Padre Justino, que vive em São Gabriel da Cachoeira (AM), foi o único indígena a colaborar como especialista na elaboração de documentos do Sínodo da Amazônia. Também integrou a comitiva que viajou ao Vaticano para reunião de conselho do sínodo com o papa Francisco. Ele concedeu entrevista ao Estado durante a reunião de bispos da Amazônia brasileira, na capital paraense.

A seguir os principais trechos da entrevista:

O presidente Jair Bolsonaro diz que não vai demarcar mais terras indígenas. O que pensa sobre isso?

Discursos são discursos. Tem a legislação que ampara (a demarcação). Não dá para afirmar que vai fazer isso. Tem a Constituição, as leis estaduais, os Ministérios Públicos que vão, junto às comunidades, questionar e tentar superar esses problemas.

E se o presidente tentar mudar a lei?

Só se for autoritário. Aí pode fazer. Mas espero que nossos governantes não cheguem a isso. Hoje em dia é muito difícil aceitar assim de forma ingênua. Todos os indígenas hoje estão informados do que está acontecendo, se articulam, colocam em questão, em discussão. As autoridades tem que dialogar com os indígenas para definir suas políticas internas.

O presidente e governadores aliados dizem que os indígenas querem sair da pobreza e produzir, defendem exploração econômica das terras.

Isso é uma visão muito colonial. A pobreza e a riqueza são vistas de várias maneiras. Nós indígenas não fomos ricos em matéria, riqueza, de acúmulo. Para nós, a riqueza são nossos trabalhos cotidianos, ter sua roça, fazer seu beiju, ter lugar de pesca e caça, a vida comunitária, a partilha com todos. Alguns indígenas com ambição, como toda sociedade tem, vêm com esses discursos de que estão morrendo em cima das riquezas. Em geral são pessoas que não estão na área trabalhando e fazem esses discursos que parecem representar as vozes dos indígenas. Se você olhar bem os nomes nesses vídeos de circulam diz 'liderança indígena'. Mas aí você pergunta nas bases: Quem delegou a ele para falar em nosso nome? Muitas vezes não têm representatividade nenhuma, estão a expressar seu próprio pensar.

O governo usa essas lideranças para tentar convencer a sociedade sobre uma visão que lhe interessa?

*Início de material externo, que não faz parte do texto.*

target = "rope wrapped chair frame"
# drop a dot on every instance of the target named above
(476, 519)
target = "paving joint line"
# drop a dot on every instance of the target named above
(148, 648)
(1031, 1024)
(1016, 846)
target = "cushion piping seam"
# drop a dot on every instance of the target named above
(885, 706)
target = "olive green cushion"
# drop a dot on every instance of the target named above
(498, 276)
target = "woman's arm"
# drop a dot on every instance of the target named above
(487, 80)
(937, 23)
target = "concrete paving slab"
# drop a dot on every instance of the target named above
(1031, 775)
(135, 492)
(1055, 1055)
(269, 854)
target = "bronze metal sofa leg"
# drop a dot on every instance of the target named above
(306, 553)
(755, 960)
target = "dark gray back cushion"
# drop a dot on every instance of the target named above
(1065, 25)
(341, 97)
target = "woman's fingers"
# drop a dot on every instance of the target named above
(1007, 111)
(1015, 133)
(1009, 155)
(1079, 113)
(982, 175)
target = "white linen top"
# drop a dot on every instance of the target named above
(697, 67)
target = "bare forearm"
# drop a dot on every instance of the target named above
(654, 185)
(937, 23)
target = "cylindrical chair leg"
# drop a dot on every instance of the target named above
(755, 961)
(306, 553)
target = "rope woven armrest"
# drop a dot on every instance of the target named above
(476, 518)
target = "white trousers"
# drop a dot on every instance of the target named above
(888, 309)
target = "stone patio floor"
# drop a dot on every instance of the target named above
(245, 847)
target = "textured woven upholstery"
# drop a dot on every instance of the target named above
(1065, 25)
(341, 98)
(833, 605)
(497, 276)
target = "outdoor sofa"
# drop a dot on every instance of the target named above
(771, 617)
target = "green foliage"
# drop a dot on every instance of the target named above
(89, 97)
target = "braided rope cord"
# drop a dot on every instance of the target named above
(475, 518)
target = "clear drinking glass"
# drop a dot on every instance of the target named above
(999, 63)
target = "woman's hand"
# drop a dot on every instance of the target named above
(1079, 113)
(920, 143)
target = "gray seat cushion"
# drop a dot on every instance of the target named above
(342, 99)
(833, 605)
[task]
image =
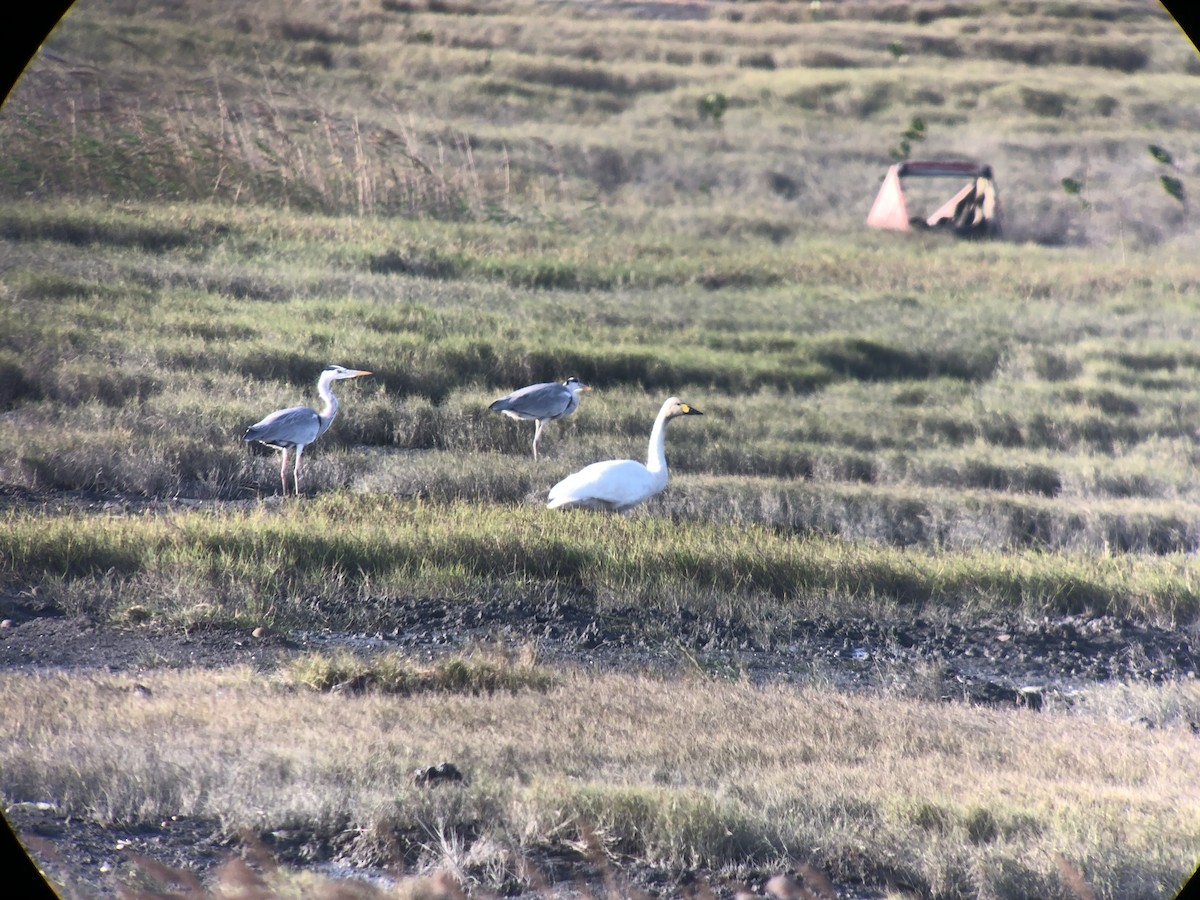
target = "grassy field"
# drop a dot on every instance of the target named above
(205, 204)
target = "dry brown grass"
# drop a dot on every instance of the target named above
(951, 799)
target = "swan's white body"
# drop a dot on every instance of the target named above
(295, 427)
(618, 485)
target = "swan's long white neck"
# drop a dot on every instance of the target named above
(657, 457)
(324, 387)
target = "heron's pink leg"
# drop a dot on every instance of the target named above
(537, 433)
(297, 472)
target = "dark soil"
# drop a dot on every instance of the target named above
(1003, 663)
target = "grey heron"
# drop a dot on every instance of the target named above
(295, 427)
(618, 485)
(541, 403)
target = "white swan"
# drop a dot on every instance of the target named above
(618, 485)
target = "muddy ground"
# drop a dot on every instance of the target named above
(1003, 661)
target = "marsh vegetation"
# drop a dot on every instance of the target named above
(205, 204)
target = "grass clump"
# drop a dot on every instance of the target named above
(684, 772)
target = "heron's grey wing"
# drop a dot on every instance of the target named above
(291, 427)
(539, 401)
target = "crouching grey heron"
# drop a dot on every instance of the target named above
(543, 403)
(297, 427)
(618, 485)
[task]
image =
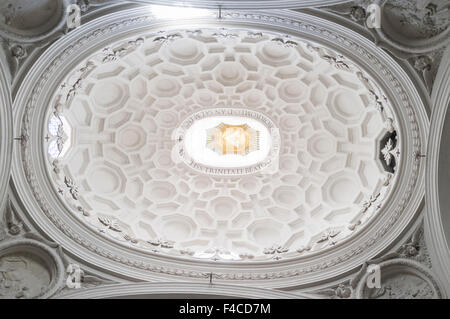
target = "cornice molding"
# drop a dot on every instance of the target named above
(436, 234)
(178, 289)
(81, 242)
(6, 133)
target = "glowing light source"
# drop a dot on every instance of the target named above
(232, 139)
(169, 12)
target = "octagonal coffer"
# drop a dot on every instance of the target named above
(226, 141)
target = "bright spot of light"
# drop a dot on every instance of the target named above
(169, 12)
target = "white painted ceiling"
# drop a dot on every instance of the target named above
(121, 107)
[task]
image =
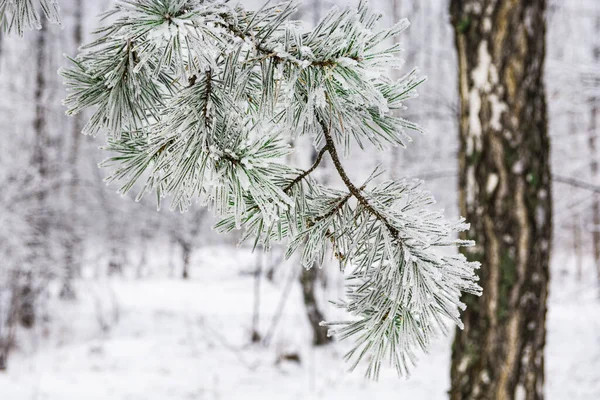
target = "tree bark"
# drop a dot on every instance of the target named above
(594, 164)
(37, 245)
(308, 279)
(505, 192)
(73, 246)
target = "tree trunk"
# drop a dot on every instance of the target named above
(74, 242)
(308, 279)
(595, 172)
(186, 250)
(505, 192)
(37, 245)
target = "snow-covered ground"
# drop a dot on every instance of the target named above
(164, 338)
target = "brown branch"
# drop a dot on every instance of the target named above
(308, 171)
(356, 192)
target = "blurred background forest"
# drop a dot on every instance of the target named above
(128, 302)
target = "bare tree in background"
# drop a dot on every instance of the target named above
(594, 154)
(505, 192)
(74, 241)
(37, 245)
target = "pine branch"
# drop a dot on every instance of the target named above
(309, 171)
(356, 192)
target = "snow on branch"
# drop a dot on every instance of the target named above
(20, 15)
(198, 100)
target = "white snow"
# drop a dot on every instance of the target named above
(171, 339)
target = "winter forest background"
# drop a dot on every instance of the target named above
(138, 304)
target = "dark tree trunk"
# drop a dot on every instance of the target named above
(37, 245)
(505, 192)
(594, 155)
(74, 243)
(308, 279)
(186, 250)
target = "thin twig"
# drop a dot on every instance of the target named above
(356, 192)
(308, 171)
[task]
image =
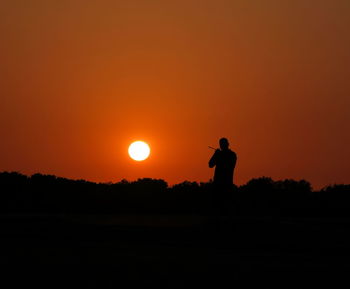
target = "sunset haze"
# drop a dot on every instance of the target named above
(81, 80)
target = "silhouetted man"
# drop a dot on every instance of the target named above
(224, 160)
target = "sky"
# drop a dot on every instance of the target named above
(81, 80)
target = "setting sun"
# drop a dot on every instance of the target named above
(139, 150)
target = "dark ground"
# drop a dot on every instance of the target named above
(105, 251)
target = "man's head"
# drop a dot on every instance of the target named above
(224, 143)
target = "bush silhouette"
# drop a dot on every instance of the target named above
(260, 196)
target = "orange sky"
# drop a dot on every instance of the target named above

É bem provável. Tem também necessidade de promover um trabalho mais organizado, que ajude a viver melhor. (Mas) a manipulação, a compra de liderança sempre teve em toda sociedade. No Brasil também tem essas pessoas que se deixam usar para fortalecer uma ideia, como a mineração, a exploração da terra, da madeira. São vozes isoladas. Em muitas regiões no Brasil estamos trabalhando as consultas prévias, livres e bem informadas. Justamente para que essas vozes não tenham amparo comunitário. Que está falando fala em nome próprio. Só que como é interesse governamental, eles pegam essas vozes como se fossem as vozes dos povos indígenas. Que fique bem claro que não representam os povos indígenas, em sua maioria.

O que acha do trabalho das ONGs na Amazônia. O governo acusa interesses...

Eles têm sua argumentação. Eu não posso comprovar isso. As ONGs, civis e religiosas, estão presentes com seus projetos de atendimento às populações aonde o governo não chega a implementar sua política pública. Por isso, quando se quer retirar, fica o vazio, o desamparo total às necessidades dos lugares mais difíceis.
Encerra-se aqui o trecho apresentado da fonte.